The porous border along Samtse has unwittingly invited a lot of unfavorable issues concerning illegal felling of timber; illegal collection of sand, boulders and river bed materials, firewood, fishing and grazing of cattle.
While there are efforts in place to resolve these issues amicably through regular dialogues between the two governments in forums such as Border District Coordination Meeting which is held bi-annually, forest officials are exploring the idea of creating Community Forests (CFs) to stop the illegal operations.
The Divisional Forest Officer of Samtse Forest Division, Kaka Tshering, said that the Division in collaboration with the dzongkhag has come up with the suggestion to create community forests in the area.
To this, the communities in the area has willingly agreed and the plan has been forwarded to the Department of Forests and Park Services for technical review and approval. Once the CF is approved, the Forest resources in that area will be legally owned by the communities of the area, he said.
Further, he said that Samtse Dzongkhag has also proposed one of the caves in the area as an eco-tourism site which may enhance rural livelihood in the area and it may also help reduce illegal forest activities in that particular area.
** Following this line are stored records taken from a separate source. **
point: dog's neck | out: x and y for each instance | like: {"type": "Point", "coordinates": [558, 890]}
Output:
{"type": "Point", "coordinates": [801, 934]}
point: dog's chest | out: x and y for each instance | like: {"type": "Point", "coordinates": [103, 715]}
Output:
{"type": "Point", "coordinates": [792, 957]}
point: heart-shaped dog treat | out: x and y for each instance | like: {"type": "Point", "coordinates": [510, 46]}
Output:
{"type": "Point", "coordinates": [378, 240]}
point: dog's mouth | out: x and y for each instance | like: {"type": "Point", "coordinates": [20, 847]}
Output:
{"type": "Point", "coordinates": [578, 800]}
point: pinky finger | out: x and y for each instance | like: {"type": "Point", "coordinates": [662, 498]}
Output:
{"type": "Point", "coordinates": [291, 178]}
Most of the illegal activities happen during monsoon season. The Kaileshwardangra area where such incidences occur becomes inaccessible during the monsoon season. The miscreants usually use vehicle tyre tubes to float across the river during the period, said Kaka Tshering.
The villagers at Tading geog say that in the absence of an outpost for rangers and swollen rivers during summer, people of Tota tribe make the most of it.
Currently, only three forestry staffs are posted in Tading Beat office, therefore the Division office normally sends patrolling teams to the area to support the staff in curbing such offences. Patrolling units are also dispensed whenever informations are received from informers regarding illegal activities in the area.
Illegal timber felling is frequent along the border areas, Kaileshwar dangra area near Phuentsholing, Kalapani in Gomtu and Khanavorty are the areas where people across the border cut trees illegally.
Trees cut are of mixed hardwood category and smugglers cut any tree in vicinity. A recent article by the local media reported that around 15 people with arms and ammunitions will be stationed in camps in Tading from November.